National Poetry Month

student Recommendations

"The Lynching" by Claude McKay

Lynching: to be put to death, especially by hanging, by mob action and without legal authority. Most commonly practiced on black people following the emancipation of enslaved blacks. The history of lynching is deeply rooted into American culture and was a cruel, inhuman, and horrifying way to kill blacks. Mobs would form around blacks and they would beat them, torture them, hang them from tree and even burn their bodies.

I would recommend Claude McKay's poem,"the lynching" because of its beautiful yet painful way of conveying the horrifying images of lynching. The poem uses daunting diction to recreate the horrors of lynching while weaving fate and spirituality into the poem like a cry for help. The poem's first half starts with a spiritual call to the hanged body. It talks about how his "spirit in smoke" ascends to heaven. McKay weaves the horrifying imagery of the smoke off burning flesh and the beautiful image of ascension into heaven into an elegant, yet chilling line. During the first half a type of Christ imagery is used to describe the lynching in terms of the black man. Lines like "cruelest way of pain," and "had hidden him to His bosom" all have similarities to Jesus's death on the cross.

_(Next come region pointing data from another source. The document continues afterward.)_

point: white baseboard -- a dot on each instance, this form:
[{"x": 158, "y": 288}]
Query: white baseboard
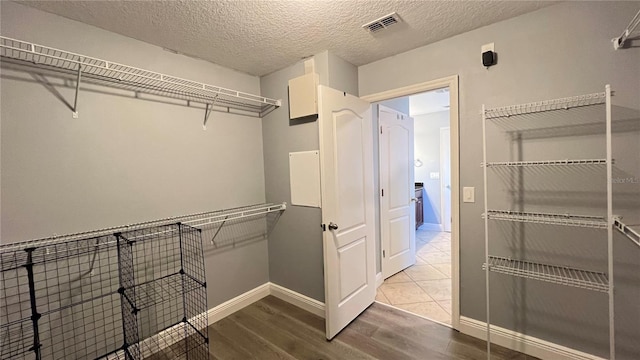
[
  {"x": 524, "y": 343},
  {"x": 238, "y": 303},
  {"x": 302, "y": 301},
  {"x": 431, "y": 227},
  {"x": 379, "y": 279}
]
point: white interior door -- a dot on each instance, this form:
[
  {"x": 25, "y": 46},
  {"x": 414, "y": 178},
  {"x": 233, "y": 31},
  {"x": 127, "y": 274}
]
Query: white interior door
[
  {"x": 445, "y": 178},
  {"x": 397, "y": 191},
  {"x": 346, "y": 163}
]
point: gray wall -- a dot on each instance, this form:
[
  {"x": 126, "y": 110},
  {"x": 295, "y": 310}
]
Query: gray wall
[
  {"x": 427, "y": 149},
  {"x": 126, "y": 160},
  {"x": 562, "y": 50},
  {"x": 295, "y": 245}
]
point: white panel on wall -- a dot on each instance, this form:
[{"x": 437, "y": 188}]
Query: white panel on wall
[{"x": 304, "y": 176}]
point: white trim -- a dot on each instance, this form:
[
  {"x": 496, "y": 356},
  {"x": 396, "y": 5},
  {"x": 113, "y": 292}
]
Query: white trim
[
  {"x": 431, "y": 227},
  {"x": 454, "y": 120},
  {"x": 238, "y": 303},
  {"x": 302, "y": 301},
  {"x": 443, "y": 189},
  {"x": 523, "y": 343}
]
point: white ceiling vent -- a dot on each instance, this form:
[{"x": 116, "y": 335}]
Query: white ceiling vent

The second half of the poem focuses more on the horrifying and literal imagery of what is going on. "The ghastly body swaying in the sun," the body "hung pitifully o'er the swinging chat." These all have a harsher, more grotesque diction. The second half also focuses on the white crowd instead of the black man. The words used are cold and menacing. They are filled with hate, the hate that Claude McKay had felt not only from the whites, but towards the whites. The last couple of line reveal a chilling truth to the world he lived in, where he says, "the little lads, lynchers that were to be, danced around the dreadful thing in fiendish glee."

McKay expertly manages to grasp the horrifying images he saw and managed to write them down in a way that makes even the most joyful person disheartened. The poem begins by describing the ascension of a black man and the deep sadness and pain that goes with it. It then twists into and explains the horrifying image of this death and explains the anger behind it, explains the disgust behind it, and explains the hopelessness behind it.

- Recommended by Kaleb Ephrem '20


The Lynching

His Spirit in smoke ascended to high heaven.
His father, by the cruelest way of pain,
Had bidden him to his bosom once again;
The awful sin remained still unforgiven.All night a bright and solitary star
(Perchance the one that ever guided him,
Yet gave him up at last to Fate's wild whim)
Hung pitifully o'er the swinging chat.
Day dawned, and soon the mixed crowds came to view
The ghastly body swaying in the sun
The women thronged to look, but never a one
Showed sorrow in her eyes of steely blue;
And the little lads, lynchers that were to be,
Danced round the dreadful thing in fiendish glee.

a spirit of april

For ages, poets—William Shakespeare, Emily Dickinson, and Langston Hughes, to name but a few—have been inspired by the month of April. From Geoffrey Chaucer’s famous celebration of April’s “sweet showers” in his opening to The Caterbury Tales to T.S. Eliot’s unforgettable lament in “The Wasteland” that “April is the cruelest month,” April figures prominently in some of the greatest poems. Perhaps this is because as both in nature and the spiritual season of Easter, April is a time of renewal and rebirth, a time when nature explodes with new warmth, new color, new life--or as the great Jesuit poet, Gerard Manley Hopkins, wrote in his poem, “Spring,” “all this juice and all this joy.”

Thus, it is fitting that April is National Poetry Month. To celebrate and to promote the reading of contemporary poetry, the SLUH Junior English teachers are sharing a poetry “recommendation” from a SLUH junior of a memorable poem on each of the remaining school days in April, a product of the Junior English independent poetry project. Please sample and enjoy these poems and nominations; though many will offer the opportunity, as Robert Frost famously quipped about poetry, to “begin in delight and end in wisdom,” you may find some of these poems will challenge you, even push you toward growth that may make you uncomfortable. Please know we offer these poem's in a spirit of goodwill and, well, a spirit of April.